Her eyes were black in the uncertain light. She said, ‘You would take such care for the monks? I am not surprised.’ Then she said, steadily, ‘So you will give up the gold? Without you, no one can trace it.’

‘Yes, they can,’ Nicholas said. ‘You can. I have the name of the ship it is coming by, and the name of the captain, and the password which will identify the lawful recipient. Ochoa wished me to have sole control, through use of the pendulum. I asked him to give me these facts to pass on to my heirs, who could not divine. He agreed. You and Julius are my heirs.’

Now all her face appeared shadowed. ‘Along with you. I do not want the gold if you are not there to share it. I don’t want you to travel alone, when you could remain here, safe with us until it comes. Nicholas, no. Stay with us here. Watch for the ship.

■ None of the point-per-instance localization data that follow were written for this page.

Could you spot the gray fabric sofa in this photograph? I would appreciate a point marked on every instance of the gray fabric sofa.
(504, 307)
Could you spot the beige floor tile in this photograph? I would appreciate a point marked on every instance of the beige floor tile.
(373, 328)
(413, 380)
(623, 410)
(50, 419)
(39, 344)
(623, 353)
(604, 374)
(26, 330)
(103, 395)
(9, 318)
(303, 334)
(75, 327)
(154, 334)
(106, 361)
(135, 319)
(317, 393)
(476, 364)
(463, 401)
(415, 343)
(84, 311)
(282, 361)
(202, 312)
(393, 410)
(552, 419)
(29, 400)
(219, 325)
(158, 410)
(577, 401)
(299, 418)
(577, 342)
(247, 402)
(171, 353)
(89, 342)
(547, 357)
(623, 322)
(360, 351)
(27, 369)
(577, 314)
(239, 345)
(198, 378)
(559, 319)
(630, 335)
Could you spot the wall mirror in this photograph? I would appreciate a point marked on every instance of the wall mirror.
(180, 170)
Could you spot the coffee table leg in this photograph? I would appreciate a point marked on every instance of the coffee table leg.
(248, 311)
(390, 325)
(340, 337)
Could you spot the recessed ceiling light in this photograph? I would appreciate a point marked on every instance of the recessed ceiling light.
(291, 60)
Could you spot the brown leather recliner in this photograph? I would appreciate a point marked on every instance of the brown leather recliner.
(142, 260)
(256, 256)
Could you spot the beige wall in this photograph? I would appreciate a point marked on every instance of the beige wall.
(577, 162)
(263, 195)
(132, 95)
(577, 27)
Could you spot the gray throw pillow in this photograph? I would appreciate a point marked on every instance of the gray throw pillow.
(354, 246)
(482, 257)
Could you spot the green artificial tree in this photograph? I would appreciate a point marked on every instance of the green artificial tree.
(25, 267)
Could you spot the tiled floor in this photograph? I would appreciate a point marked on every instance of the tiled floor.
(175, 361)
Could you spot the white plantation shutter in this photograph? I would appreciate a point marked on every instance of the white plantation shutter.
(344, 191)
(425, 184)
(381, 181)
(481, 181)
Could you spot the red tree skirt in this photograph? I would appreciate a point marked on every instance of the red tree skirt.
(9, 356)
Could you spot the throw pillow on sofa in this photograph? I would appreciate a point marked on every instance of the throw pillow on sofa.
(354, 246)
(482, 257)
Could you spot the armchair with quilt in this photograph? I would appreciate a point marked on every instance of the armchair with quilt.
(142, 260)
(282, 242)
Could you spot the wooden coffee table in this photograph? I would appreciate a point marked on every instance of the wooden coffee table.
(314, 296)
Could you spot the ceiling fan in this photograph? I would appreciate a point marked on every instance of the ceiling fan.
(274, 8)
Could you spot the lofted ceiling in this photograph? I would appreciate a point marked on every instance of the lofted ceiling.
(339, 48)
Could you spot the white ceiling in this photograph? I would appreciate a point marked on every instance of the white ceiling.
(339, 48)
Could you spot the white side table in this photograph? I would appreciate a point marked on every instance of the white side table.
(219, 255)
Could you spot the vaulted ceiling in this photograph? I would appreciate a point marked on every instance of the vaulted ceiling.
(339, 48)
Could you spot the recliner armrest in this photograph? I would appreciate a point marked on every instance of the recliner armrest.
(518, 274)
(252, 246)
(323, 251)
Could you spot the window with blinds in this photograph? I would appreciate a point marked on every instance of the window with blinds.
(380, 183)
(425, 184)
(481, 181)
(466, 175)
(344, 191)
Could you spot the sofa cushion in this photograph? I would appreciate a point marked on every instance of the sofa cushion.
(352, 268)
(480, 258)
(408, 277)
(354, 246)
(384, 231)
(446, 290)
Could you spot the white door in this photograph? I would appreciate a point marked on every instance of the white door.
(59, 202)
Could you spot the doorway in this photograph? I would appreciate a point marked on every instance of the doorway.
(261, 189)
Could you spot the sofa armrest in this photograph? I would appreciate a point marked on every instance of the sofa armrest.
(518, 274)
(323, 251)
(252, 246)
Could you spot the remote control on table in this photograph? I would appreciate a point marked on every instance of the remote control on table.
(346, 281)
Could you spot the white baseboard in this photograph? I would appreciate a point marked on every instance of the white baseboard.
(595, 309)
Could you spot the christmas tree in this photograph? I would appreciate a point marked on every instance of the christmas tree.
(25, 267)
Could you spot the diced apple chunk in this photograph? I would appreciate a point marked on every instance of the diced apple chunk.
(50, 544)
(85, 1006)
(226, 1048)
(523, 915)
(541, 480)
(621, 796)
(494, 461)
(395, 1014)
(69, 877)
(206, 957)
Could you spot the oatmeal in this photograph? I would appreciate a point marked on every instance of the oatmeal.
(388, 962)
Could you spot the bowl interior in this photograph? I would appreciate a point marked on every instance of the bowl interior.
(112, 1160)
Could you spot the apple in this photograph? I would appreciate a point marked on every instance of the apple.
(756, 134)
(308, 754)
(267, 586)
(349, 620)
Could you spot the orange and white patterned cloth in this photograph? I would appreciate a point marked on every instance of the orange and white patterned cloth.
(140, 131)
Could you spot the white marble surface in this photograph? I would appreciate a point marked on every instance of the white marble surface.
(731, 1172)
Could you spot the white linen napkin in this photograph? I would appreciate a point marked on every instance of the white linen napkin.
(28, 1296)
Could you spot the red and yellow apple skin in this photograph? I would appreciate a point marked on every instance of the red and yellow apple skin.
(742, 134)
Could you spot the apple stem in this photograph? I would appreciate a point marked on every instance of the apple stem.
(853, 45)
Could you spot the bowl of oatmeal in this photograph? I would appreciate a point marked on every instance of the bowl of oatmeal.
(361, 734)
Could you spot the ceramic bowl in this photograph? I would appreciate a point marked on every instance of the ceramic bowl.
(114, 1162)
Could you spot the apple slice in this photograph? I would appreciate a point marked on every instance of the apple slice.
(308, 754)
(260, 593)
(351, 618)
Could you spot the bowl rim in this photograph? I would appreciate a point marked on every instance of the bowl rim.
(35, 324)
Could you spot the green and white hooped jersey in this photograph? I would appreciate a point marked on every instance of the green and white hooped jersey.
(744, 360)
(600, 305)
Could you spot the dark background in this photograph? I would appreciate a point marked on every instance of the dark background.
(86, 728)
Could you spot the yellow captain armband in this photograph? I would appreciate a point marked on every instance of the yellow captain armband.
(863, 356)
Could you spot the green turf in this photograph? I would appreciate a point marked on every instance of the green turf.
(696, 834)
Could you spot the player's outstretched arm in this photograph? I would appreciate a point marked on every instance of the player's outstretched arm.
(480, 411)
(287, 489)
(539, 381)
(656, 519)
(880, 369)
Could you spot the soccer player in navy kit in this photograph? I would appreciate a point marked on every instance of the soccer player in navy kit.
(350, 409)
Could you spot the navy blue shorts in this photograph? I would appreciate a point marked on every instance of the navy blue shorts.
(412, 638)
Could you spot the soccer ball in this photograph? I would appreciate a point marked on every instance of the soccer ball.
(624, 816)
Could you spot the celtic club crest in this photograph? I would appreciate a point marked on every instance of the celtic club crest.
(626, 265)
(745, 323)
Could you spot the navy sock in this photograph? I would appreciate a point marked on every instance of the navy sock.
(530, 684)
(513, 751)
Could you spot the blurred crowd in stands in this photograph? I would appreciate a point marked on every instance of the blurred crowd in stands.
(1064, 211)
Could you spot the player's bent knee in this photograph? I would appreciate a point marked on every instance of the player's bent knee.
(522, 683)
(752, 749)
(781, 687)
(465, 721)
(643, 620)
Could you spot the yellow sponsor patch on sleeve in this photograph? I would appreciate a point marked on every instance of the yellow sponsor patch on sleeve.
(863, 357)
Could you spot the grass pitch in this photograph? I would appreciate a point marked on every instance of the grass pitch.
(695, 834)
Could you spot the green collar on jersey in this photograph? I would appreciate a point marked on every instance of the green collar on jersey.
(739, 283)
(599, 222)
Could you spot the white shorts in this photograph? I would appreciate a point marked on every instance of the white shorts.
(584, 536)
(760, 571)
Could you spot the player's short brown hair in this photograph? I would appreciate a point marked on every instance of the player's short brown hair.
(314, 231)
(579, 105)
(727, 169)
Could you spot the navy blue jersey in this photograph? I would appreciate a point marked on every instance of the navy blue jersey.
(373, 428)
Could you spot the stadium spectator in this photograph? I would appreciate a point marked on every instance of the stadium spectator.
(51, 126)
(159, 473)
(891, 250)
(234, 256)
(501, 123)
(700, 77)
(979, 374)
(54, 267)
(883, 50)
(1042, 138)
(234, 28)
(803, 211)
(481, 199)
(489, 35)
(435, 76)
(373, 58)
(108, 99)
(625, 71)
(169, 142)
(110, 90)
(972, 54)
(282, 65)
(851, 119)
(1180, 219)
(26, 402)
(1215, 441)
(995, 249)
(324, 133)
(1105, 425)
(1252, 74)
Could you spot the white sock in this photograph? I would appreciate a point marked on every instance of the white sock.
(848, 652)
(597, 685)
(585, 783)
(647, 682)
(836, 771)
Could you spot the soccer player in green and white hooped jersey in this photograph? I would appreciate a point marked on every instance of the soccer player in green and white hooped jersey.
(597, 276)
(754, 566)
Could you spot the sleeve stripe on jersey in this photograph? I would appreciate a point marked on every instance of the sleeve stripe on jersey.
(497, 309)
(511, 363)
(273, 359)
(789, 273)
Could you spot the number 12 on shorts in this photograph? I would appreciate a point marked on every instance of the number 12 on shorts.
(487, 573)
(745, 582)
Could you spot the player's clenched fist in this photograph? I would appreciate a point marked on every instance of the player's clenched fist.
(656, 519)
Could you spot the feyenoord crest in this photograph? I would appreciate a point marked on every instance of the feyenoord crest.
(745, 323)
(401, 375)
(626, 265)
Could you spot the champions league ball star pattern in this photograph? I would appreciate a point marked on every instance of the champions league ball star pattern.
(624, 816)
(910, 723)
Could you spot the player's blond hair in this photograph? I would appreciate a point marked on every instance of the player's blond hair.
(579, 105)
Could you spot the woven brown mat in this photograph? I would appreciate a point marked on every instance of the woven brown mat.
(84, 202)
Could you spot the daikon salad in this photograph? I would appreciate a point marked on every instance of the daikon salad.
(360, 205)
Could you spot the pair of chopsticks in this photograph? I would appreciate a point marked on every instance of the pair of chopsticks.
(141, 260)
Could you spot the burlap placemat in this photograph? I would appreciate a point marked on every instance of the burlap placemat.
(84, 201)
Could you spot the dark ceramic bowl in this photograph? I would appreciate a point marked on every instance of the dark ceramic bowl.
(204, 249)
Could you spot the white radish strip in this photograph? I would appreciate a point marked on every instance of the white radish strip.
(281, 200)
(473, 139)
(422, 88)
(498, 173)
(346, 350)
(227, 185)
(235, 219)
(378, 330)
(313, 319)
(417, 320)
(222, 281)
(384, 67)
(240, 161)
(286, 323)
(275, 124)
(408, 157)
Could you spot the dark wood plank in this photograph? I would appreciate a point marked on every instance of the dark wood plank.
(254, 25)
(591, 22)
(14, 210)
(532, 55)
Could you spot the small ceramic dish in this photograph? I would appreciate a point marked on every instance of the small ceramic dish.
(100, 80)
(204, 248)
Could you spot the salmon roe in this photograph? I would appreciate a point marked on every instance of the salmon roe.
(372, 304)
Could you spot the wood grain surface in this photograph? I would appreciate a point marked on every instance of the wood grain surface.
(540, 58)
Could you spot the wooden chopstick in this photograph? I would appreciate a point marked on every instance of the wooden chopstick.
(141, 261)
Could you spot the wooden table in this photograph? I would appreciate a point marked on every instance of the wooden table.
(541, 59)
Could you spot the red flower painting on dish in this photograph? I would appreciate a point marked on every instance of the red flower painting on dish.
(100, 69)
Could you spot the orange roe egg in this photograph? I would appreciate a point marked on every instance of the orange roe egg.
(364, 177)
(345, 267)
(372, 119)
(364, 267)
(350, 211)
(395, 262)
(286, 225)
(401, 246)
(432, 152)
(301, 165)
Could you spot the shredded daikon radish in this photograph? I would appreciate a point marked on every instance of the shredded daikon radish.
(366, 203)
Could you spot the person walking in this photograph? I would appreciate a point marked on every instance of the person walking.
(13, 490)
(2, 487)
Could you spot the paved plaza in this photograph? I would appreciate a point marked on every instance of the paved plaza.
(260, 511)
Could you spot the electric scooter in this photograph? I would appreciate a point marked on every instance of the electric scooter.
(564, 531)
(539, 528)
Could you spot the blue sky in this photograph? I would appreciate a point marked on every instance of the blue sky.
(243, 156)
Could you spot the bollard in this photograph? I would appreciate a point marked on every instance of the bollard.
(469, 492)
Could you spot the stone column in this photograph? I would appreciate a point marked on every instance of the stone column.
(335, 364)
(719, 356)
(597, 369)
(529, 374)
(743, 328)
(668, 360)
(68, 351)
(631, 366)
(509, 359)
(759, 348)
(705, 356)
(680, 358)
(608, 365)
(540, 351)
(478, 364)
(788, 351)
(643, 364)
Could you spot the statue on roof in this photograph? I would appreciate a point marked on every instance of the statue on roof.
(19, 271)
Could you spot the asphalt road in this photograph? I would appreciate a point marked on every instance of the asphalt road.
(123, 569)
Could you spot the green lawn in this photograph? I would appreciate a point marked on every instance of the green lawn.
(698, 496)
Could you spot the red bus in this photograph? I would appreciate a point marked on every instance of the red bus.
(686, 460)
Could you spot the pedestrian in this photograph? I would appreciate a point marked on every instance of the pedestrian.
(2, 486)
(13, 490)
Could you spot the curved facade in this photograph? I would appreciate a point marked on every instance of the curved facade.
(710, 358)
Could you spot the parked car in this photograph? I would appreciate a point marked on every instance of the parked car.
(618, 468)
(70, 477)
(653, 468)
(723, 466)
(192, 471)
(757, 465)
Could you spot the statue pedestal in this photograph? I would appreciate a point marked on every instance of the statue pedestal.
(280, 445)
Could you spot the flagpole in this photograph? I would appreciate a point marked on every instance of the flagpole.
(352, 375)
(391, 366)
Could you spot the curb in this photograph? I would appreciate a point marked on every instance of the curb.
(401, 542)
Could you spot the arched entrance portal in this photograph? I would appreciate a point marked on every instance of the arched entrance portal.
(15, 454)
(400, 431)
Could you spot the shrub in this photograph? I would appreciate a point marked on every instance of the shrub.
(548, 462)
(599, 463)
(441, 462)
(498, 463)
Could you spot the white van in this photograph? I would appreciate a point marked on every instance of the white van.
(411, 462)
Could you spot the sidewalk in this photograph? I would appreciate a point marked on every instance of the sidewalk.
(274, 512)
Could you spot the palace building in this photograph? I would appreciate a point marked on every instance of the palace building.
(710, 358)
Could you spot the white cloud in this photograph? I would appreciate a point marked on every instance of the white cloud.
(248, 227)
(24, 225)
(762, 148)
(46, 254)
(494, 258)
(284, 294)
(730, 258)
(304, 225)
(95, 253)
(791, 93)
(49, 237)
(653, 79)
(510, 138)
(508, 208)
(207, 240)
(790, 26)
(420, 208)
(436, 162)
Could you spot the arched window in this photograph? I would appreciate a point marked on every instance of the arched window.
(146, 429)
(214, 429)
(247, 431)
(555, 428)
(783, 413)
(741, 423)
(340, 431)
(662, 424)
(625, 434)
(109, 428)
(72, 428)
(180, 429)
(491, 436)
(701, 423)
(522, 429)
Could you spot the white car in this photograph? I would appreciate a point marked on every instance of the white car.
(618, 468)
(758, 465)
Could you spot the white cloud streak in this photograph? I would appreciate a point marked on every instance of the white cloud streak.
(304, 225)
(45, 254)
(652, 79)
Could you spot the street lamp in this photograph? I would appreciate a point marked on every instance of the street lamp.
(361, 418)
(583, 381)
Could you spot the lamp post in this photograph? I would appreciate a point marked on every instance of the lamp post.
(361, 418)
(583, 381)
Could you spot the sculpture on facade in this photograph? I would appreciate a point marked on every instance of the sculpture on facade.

Use your pendulum. Discover the gold in any way that you want, or let it go. But don’t disappear into the Crimea alone.’ And when he was obdurate: ‘Decide in the morning,’ Anna said. ‘You are tired, and mourning your friend. Make no decisions tonight.’

He was tired. He agreed, with a half-smile. ‘I see you are depending on the persuasive powers of the Patriarch.’

‘Or of mine,’ Anna said. She rose, lifting the flask ready to refill his cup, but stood instead, the metal gripped with both hands. She said, ‘If you go, this may be our last night in the same rooms, alone.’

‘You will have other company,’ Nicholas said. He sat very still.

‘But no one who owes me what you do,’ she said. ‘What value, Nicholas, do you set on your life? Is its redemption worth a kiss?’